Taiwan’s Cloud Trinity – Medicine, Tourism and Culture Innovation
Over the last year, Taiwan has become synonymous with cloud computing development. From government support (See: Cloud Computing: Taiwan’s Next Trillion Dollar Industry) to international acclaim (See: Crouching Tiger, Hidden Dragon in the Taiwanese Clouds), everyone seems to repose faith in the Taiwanese cloud. Now, the government has decided to increase the stakes.
Taiwanese Minister and deputy convener of the Board of Science and Technology in the Cabinet (Executive Yuan), Cyrus Chu, has announced the government’s intention to complete three major plans for a medical cloud, a tourism cloud, and a cultural innovation cloud in the second quarter of 2012. According to Chu, these plans would help make government information available to the public and stimulate innovation.
This announcement was made at a strategic meeting for open data promotion attended by representatives from the US and the UK. “Open data” in this context refers to government information that can be exploited for commercial applications without compromising national security. This is considered a huge asset to the state of Taiwan, considering the wealth of information it has collected through e-governance initiatives. For example, the health insurance database contains comprehensive information of 23 million people collected over 13 years, the largest such database for the Chinese demographic.
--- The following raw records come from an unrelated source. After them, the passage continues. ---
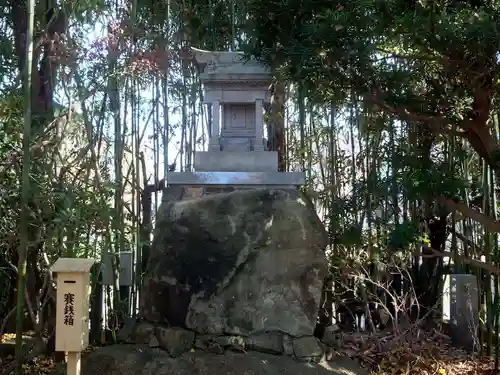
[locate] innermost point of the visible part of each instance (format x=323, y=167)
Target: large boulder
x=141, y=360
x=237, y=263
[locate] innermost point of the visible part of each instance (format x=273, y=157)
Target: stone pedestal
x=242, y=161
x=237, y=91
x=462, y=296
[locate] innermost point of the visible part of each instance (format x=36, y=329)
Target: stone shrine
x=236, y=91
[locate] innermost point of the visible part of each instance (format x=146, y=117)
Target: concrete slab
x=240, y=161
x=237, y=178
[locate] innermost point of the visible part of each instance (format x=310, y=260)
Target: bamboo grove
x=390, y=109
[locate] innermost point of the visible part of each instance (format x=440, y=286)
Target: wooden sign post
x=72, y=315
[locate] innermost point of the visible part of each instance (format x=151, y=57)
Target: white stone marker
x=72, y=315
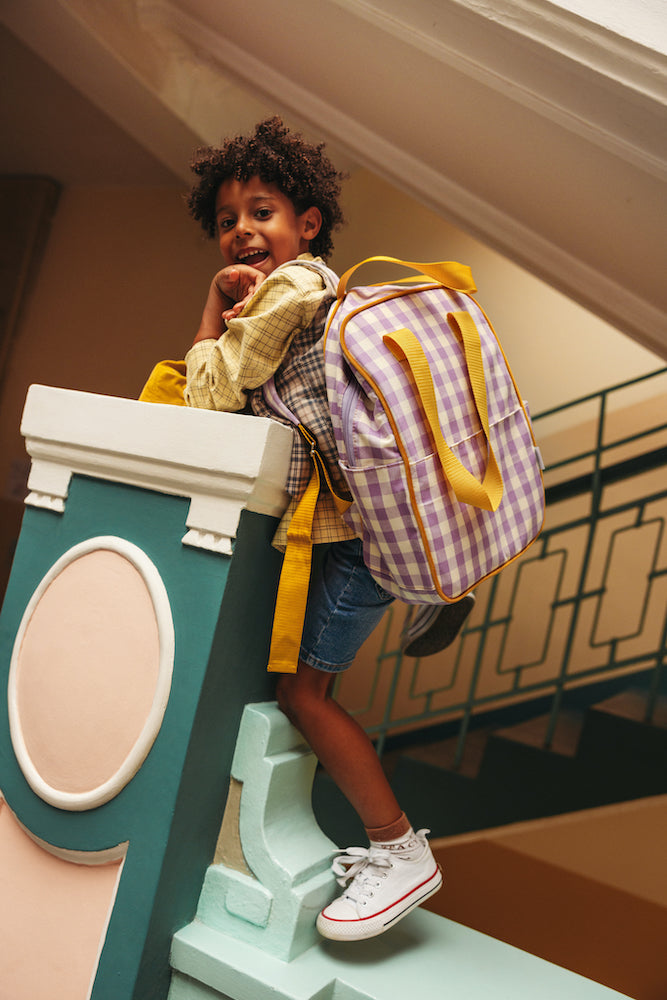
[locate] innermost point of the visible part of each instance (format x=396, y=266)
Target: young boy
x=270, y=198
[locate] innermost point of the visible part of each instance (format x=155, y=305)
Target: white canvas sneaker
x=385, y=883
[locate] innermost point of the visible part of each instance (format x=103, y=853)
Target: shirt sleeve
x=220, y=373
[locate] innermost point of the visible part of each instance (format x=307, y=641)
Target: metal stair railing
x=585, y=603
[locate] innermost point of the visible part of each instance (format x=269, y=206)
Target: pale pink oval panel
x=91, y=673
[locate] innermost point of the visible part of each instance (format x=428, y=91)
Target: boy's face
x=257, y=225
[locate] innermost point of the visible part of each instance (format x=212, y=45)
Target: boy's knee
x=299, y=694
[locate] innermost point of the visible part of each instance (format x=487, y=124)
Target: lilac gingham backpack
x=433, y=437
x=433, y=440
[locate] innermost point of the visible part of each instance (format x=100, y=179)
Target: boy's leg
x=384, y=882
x=341, y=746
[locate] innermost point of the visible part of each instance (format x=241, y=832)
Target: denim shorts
x=344, y=606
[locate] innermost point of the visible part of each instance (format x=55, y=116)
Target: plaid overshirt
x=278, y=333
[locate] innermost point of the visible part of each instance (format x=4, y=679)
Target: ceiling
x=537, y=131
x=50, y=128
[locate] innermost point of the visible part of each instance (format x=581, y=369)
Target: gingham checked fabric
x=420, y=543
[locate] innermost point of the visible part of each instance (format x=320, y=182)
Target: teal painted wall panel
x=171, y=810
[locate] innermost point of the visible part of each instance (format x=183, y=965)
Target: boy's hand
x=230, y=290
x=238, y=283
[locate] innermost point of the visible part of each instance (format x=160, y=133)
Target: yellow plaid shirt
x=221, y=373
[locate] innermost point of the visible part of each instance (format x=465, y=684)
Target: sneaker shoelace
x=363, y=866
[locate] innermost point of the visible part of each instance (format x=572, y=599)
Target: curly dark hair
x=299, y=170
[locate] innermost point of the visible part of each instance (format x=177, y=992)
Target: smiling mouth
x=252, y=257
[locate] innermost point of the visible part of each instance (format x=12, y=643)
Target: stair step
x=593, y=929
x=632, y=705
x=533, y=732
x=442, y=753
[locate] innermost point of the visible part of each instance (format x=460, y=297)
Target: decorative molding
x=539, y=55
x=224, y=462
x=90, y=858
x=91, y=798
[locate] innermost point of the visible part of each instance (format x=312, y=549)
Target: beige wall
x=125, y=273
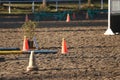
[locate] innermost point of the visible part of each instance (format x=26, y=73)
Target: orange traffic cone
x=26, y=18
x=64, y=47
x=25, y=44
x=68, y=18
x=74, y=16
x=32, y=65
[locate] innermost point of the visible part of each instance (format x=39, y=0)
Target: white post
x=102, y=3
x=109, y=31
x=56, y=5
x=9, y=9
x=79, y=4
x=33, y=6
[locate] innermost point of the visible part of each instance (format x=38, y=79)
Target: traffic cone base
x=64, y=47
x=32, y=66
x=109, y=32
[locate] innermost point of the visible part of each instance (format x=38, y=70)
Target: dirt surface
x=92, y=55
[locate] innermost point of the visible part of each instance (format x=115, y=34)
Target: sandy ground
x=92, y=55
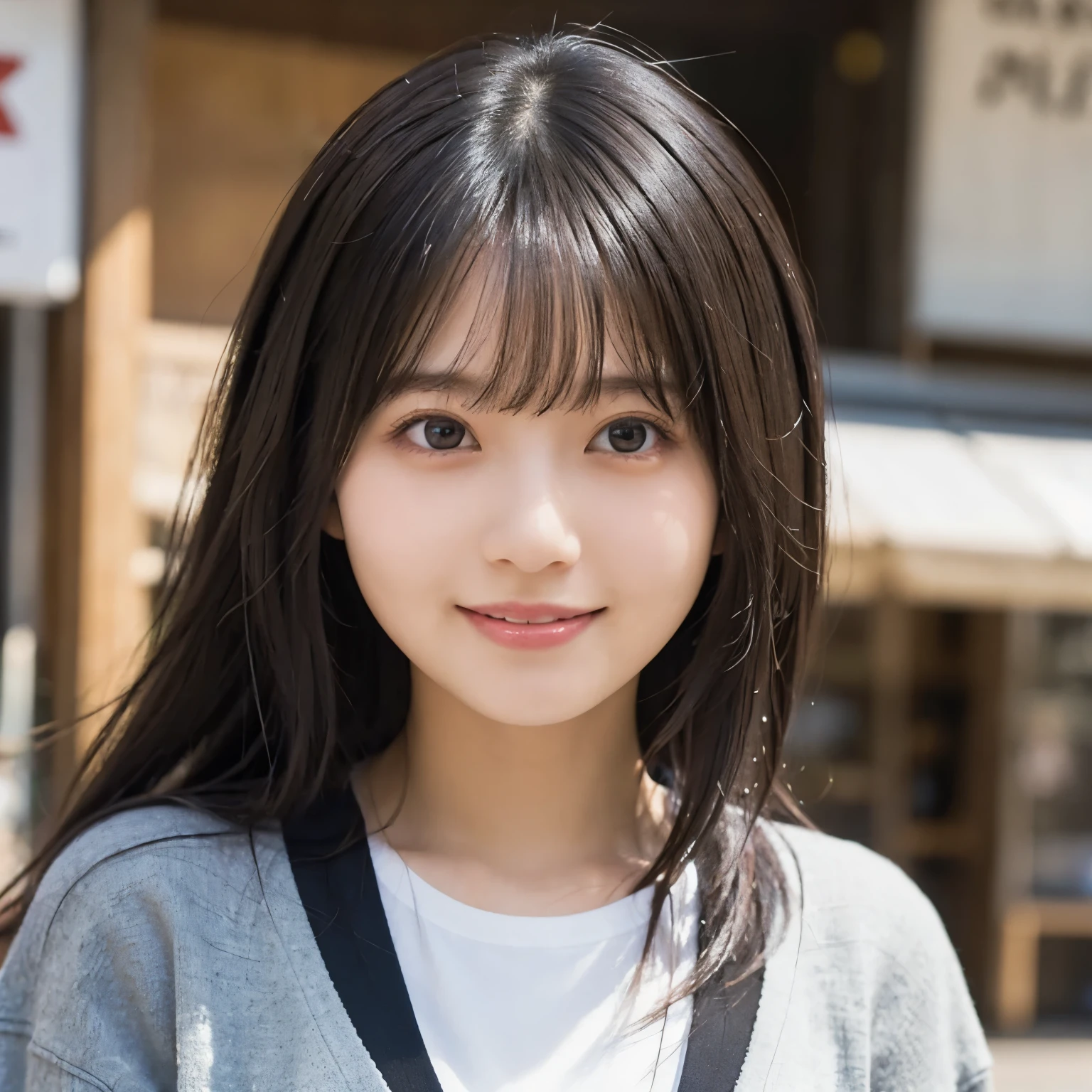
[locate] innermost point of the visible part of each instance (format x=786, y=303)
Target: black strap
x=340, y=894
x=336, y=882
x=719, y=1032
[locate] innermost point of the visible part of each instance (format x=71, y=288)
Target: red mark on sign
x=8, y=67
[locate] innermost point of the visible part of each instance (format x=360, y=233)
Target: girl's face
x=531, y=564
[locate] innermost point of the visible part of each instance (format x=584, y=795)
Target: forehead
x=480, y=350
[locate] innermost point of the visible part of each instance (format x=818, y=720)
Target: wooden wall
x=236, y=117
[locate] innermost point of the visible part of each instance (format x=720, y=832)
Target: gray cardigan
x=165, y=949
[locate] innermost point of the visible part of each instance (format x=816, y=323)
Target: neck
x=522, y=801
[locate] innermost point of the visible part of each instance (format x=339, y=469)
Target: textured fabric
x=333, y=869
x=166, y=951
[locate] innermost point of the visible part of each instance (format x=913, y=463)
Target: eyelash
x=400, y=429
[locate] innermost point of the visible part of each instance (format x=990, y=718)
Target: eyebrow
x=456, y=382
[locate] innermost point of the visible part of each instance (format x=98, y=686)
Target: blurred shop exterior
x=934, y=157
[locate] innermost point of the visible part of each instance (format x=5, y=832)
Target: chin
x=530, y=706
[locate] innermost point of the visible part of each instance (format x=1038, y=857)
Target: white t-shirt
x=510, y=1004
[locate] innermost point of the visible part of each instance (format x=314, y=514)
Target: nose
x=531, y=531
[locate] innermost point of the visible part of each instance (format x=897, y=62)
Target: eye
x=438, y=434
x=629, y=436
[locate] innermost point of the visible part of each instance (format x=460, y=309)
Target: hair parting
x=587, y=196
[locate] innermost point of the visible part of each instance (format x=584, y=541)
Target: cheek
x=658, y=540
x=397, y=534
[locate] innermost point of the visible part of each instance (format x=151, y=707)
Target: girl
x=452, y=762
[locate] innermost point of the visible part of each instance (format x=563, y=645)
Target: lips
x=530, y=626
Consequently, Chu expressed his confidence in the development of homegrown industries that can make good use of this asset. Incidentally, publication of open data in Europe has added production value in excess of TWD 5 trillion ($166 billion).
While the foreign representatives at the meeting outlined the use of open data in their respective countries, officials from the Taiwan Research, Development and Evaluation Commission, the Council for Economic Planning and Development, and the Ministry of Transportation and Communications also presented their views on the challenges and opportunities existing in this field.
However, the government is not taking everything into its own hands – institutions and corporate partners have also been brought on board. The aforementioned Board of Science and Technology has entrusted National Taiwan University Hospital and National Cheng Kung University Hospital in formulating the business model for the medical cloud along with partners IBM and Fujitsu, neither of them a stranger to cloud computing (See: IBM Expects To Generate $7 billion In Cloud Computing Revenues By 2015: CEO and Fujitsu’s Perceptions of the Cloud).
Taiwan may be small, but it has a prominent place in the world map for its semiconductor and electronics industries. Now, it seems, cloud computing is set to join this elite list.